From a purely economic perspective, this scenario would do little to lower healthcare costs, and could instead escalate costs with no sustainable improvement in quality or care. Why? Many of the very costly provisions become effective in 2014. For example, while the cost of establishing health insurance exchanges (either at the state or federal level) depends on the type of exchange, the benchmark is millions of dollars. The initial startup cost for the Connector in Mass. was $25 million, with an annual operating cost of $30 million, financed by a surcharge on health insurance premiums. Consider the cost if you multiply these amounts by 51, and then dissolve everything that has been established in 2016 or 2017 because the PPACA is ruled unconstitutional. This cost does not even include the required employer disclosures to employees and the government that start in 2013, 2014, and 2015, nor does it include the cost of compliance and enforcement for individuals, employers and the government.

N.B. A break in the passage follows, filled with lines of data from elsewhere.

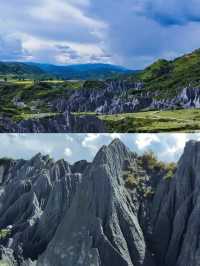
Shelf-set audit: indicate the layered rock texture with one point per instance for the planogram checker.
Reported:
(62, 123)
(112, 211)
(125, 97)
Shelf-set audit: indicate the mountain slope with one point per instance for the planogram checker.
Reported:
(121, 209)
(84, 71)
(169, 76)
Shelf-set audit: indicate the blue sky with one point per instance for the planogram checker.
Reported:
(74, 147)
(132, 33)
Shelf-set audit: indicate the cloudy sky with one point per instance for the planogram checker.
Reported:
(74, 147)
(132, 33)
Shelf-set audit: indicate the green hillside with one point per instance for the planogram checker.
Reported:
(166, 75)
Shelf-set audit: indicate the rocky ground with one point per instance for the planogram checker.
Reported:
(53, 213)
(125, 97)
(62, 123)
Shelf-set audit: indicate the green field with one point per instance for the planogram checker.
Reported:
(154, 121)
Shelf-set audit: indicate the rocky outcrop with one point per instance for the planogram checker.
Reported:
(86, 214)
(62, 123)
(176, 213)
(123, 97)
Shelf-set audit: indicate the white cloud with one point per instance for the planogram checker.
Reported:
(68, 152)
(75, 147)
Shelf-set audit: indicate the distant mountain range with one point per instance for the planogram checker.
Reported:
(77, 72)
(84, 71)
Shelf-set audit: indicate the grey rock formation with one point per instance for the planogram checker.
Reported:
(107, 231)
(85, 214)
(123, 97)
(62, 123)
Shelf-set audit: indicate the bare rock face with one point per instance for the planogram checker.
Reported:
(176, 222)
(53, 213)
(107, 231)
(124, 97)
(62, 123)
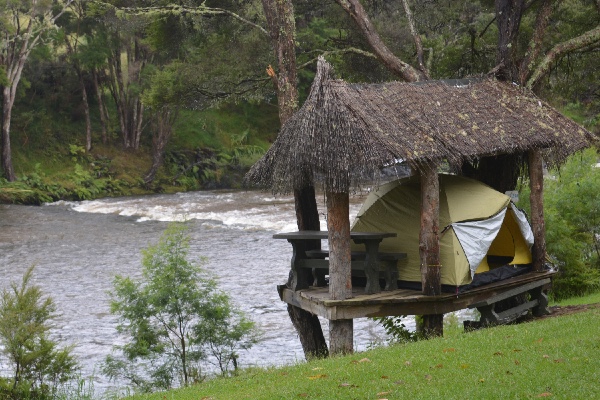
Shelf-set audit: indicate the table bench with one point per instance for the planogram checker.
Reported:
(538, 303)
(388, 265)
(303, 265)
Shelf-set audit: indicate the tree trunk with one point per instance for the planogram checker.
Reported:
(340, 274)
(86, 110)
(429, 247)
(282, 30)
(338, 224)
(535, 44)
(7, 104)
(508, 19)
(398, 67)
(536, 185)
(163, 128)
(309, 331)
(101, 107)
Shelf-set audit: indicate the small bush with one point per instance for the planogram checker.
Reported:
(572, 216)
(176, 319)
(38, 367)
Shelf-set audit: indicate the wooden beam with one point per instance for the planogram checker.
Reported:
(340, 275)
(429, 247)
(429, 239)
(536, 185)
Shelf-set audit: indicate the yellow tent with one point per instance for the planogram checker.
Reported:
(480, 229)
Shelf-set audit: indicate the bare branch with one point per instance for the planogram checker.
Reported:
(416, 38)
(589, 38)
(394, 64)
(174, 9)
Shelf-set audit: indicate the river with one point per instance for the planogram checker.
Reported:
(78, 247)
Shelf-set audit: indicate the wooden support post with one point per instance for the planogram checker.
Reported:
(429, 246)
(340, 274)
(536, 185)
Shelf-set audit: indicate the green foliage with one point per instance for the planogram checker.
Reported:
(553, 358)
(175, 318)
(396, 329)
(572, 214)
(37, 365)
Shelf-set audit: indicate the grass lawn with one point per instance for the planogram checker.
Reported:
(551, 358)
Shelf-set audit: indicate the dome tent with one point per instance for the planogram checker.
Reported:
(480, 228)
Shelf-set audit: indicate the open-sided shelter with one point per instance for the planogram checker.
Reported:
(345, 133)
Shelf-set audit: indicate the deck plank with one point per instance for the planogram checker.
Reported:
(401, 301)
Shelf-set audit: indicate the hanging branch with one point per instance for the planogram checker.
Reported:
(331, 52)
(174, 9)
(591, 37)
(398, 67)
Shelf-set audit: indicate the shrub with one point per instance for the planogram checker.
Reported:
(572, 215)
(175, 318)
(38, 366)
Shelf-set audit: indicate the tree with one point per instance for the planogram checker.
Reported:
(572, 212)
(282, 30)
(175, 317)
(37, 364)
(23, 26)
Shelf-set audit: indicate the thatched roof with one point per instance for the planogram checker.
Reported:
(345, 132)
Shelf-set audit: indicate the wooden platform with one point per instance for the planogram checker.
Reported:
(400, 302)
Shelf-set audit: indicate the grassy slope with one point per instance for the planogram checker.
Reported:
(555, 357)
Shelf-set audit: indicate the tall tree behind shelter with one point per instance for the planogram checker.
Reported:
(23, 26)
(282, 29)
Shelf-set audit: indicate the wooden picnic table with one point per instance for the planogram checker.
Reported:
(308, 257)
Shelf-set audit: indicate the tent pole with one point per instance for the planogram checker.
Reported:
(429, 245)
(340, 275)
(536, 185)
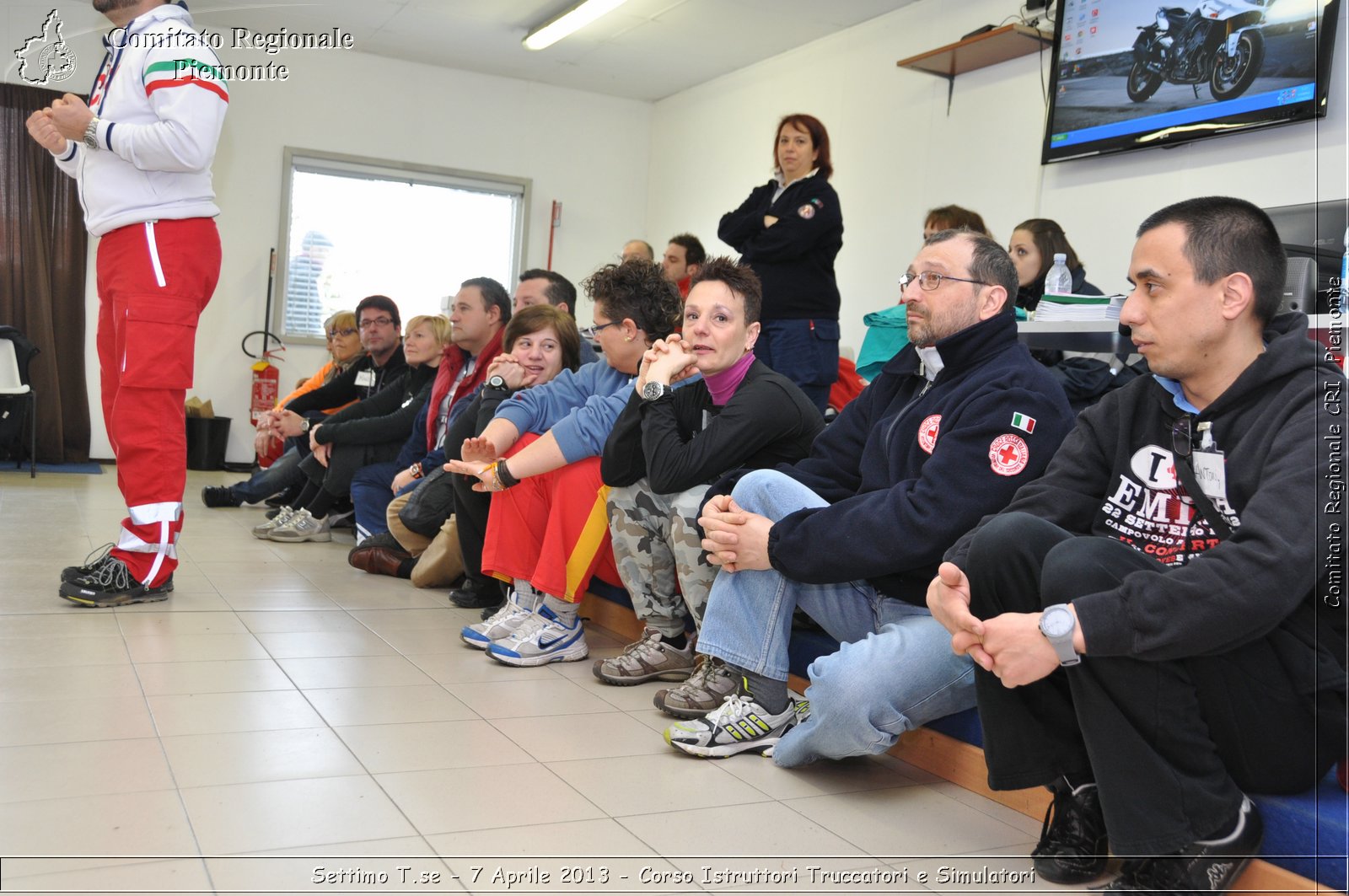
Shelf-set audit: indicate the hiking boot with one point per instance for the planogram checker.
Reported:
(94, 561)
(301, 527)
(112, 586)
(274, 520)
(739, 725)
(508, 619)
(648, 657)
(1204, 865)
(1072, 846)
(705, 689)
(541, 639)
(219, 496)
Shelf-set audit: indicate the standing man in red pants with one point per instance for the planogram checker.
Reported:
(141, 150)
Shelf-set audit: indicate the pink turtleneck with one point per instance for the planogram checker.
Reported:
(725, 384)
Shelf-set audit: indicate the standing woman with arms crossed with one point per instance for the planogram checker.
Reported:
(789, 231)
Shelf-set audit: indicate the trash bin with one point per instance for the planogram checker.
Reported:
(207, 442)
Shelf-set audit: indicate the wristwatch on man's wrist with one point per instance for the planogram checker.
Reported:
(654, 392)
(1058, 624)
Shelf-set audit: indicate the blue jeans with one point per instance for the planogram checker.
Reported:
(804, 351)
(282, 474)
(892, 673)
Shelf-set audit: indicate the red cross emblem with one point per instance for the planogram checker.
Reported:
(927, 432)
(1008, 455)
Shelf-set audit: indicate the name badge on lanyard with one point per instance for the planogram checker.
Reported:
(1211, 466)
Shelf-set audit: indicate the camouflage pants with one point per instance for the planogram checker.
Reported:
(660, 555)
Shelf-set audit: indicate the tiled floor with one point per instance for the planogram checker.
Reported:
(285, 713)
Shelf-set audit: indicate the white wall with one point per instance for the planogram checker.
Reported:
(897, 153)
(586, 150)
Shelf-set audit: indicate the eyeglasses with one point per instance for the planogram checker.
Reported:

The second potential worst case scenario would develop if the Supreme Court were to rule that the individual mandate is unconstitutional, and that it is severable from the rest of the law. This would mean that individuals would not be required by law to obtain minimum health insurance coverage, but all of the other market reforms, employer mandates, and exchange mandates would remain in effect.
Unlike other criticism or support of the individual mandate, labeling this possibility as the second worst case scenario is not a political call, but a practical assessment. Specifically, this scenario would still require the rest of the law to be implemented. States and/or the federal government would be required to set up exchanges, but for the exchanges to work, insurers must want to offer coverage in the exchanges and a cross-section of healthy and not so healthy individuals need to want coverage. Without the individual mandate, the result could be no one showing up for the exchanges that were built. In short, striking the individual mandate but upholding the rest of PPACA, results in costly requirements for employers, insurers, and state and federal governments without necessarily increasing insurance coverage.
It’s difficult to accurately predict what the Supreme Court will decide, but what can be predicted is that any decision that causes a delay on PPACA or effectively splits the baby will have a severe economic impact on the cost of healthcare coverage and will not likely improve the quality of care. To prevent needless spending, a swift decision needs to be made sooner than later.